Located in “strongly Hispanic neighborhoods,” the Supermercado de Walmart stores will feature a “new layout, signing and product assortment designed to make them even more relevant to local Hispanic customers,” said the retailer. The staff will be bilingual.

The new Más Club, a Hispanic version of Walmart’s Sam’s Club, will be 143,000 square feet and open in Houston this year.

Eduardo Castro-Wright, the head of Wal-Mart's U.S. stores since 2005, has been an advocate of testing new smaller, more focused formats, and raised the idea of turning the Neighborhood Market into a Hispanic-style bodega concept several years ago, according to the Times.

He is also credited with developing Wal-Mart's efforts to customize its larger Supercenter stores, which have been grouped according to differing community profiles, such as urban, suburban, Hispanic and African-American, with customized merchandise.

A 195,000-square-foot Supercenter that opened in Texas last year included a tortillería bakery, Hispanic foods and a larger selection of Spanish-language music and DVDs, according to the report.

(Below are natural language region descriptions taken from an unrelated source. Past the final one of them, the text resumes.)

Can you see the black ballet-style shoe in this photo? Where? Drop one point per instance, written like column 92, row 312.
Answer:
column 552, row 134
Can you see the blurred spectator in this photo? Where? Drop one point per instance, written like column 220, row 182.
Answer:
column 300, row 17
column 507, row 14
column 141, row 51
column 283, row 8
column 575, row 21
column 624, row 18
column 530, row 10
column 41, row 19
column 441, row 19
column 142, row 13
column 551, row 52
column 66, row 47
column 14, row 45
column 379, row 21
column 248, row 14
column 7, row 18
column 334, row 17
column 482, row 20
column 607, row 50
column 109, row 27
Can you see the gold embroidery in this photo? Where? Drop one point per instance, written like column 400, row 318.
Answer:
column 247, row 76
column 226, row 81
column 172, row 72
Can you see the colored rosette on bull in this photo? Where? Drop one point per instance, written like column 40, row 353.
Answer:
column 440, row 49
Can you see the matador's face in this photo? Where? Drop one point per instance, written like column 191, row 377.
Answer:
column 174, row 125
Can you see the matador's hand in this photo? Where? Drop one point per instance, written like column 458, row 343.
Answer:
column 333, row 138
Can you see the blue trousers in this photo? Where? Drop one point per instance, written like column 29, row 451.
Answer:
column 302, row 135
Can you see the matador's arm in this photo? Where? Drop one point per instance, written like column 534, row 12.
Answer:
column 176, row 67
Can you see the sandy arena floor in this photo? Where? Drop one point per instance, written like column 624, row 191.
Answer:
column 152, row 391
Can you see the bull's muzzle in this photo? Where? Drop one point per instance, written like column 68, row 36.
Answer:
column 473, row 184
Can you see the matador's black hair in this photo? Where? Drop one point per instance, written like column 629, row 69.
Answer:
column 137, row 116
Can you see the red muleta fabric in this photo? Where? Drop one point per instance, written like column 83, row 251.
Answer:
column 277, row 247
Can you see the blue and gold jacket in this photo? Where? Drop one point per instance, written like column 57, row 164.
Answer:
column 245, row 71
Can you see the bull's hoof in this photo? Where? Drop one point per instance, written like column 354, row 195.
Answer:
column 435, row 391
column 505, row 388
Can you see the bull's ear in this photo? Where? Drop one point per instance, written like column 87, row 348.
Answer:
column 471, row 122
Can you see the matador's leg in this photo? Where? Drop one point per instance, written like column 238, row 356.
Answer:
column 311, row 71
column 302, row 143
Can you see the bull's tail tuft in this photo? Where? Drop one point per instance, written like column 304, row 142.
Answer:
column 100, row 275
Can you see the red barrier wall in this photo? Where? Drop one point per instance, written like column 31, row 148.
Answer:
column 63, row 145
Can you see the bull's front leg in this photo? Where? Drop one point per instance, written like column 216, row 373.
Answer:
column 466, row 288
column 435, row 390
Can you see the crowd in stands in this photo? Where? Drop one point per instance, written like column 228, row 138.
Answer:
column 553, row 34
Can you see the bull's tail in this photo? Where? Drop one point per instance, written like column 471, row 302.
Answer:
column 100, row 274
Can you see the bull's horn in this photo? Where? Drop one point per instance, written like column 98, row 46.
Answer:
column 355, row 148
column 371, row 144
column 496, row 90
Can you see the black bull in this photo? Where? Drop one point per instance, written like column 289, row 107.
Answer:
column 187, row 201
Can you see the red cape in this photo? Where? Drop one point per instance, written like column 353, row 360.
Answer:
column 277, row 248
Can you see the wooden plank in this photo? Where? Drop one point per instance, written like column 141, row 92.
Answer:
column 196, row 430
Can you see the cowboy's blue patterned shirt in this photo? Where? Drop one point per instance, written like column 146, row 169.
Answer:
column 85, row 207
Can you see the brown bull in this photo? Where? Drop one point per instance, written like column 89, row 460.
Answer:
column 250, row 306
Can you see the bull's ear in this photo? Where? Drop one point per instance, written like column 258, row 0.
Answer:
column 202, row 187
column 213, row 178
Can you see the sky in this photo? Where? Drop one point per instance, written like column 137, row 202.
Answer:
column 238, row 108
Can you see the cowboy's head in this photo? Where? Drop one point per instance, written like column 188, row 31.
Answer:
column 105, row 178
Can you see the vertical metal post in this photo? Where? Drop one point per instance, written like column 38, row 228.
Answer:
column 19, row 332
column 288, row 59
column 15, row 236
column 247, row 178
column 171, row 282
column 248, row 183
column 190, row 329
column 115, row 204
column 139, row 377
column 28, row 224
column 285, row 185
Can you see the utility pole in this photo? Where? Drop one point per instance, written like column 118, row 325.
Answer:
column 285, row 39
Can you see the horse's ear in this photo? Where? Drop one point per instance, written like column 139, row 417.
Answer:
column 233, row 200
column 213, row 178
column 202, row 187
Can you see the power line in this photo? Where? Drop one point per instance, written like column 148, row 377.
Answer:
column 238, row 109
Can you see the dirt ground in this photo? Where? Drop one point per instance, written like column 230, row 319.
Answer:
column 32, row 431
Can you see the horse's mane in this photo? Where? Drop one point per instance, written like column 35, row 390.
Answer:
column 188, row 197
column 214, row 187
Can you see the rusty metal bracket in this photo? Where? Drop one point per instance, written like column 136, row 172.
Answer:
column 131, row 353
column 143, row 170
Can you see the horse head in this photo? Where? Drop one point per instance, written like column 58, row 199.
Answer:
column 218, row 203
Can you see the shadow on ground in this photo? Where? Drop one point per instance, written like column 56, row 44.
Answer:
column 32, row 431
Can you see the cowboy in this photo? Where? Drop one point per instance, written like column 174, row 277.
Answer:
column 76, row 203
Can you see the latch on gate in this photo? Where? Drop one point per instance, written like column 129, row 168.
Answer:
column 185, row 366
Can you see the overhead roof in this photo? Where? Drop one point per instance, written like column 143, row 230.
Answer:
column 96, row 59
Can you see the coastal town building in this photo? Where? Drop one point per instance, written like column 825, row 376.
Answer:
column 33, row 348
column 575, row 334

Castro-Wright was previously head of Wal-Mart's Mexican subsidiary, whose store network ranges from large U.S.-style Supercenters to small local bodegas, an upmarket supermarket chain and two restaurant chains.

Last year, Wal-Mart also began testing four new 10,000-square-foot Marketside convenience grocery stores in the Phoenix area -- its first new format in a decade. Tesco, the U.K. retailer, also has more than 25 of its small Fresh & Easy markets in the Phoenix area.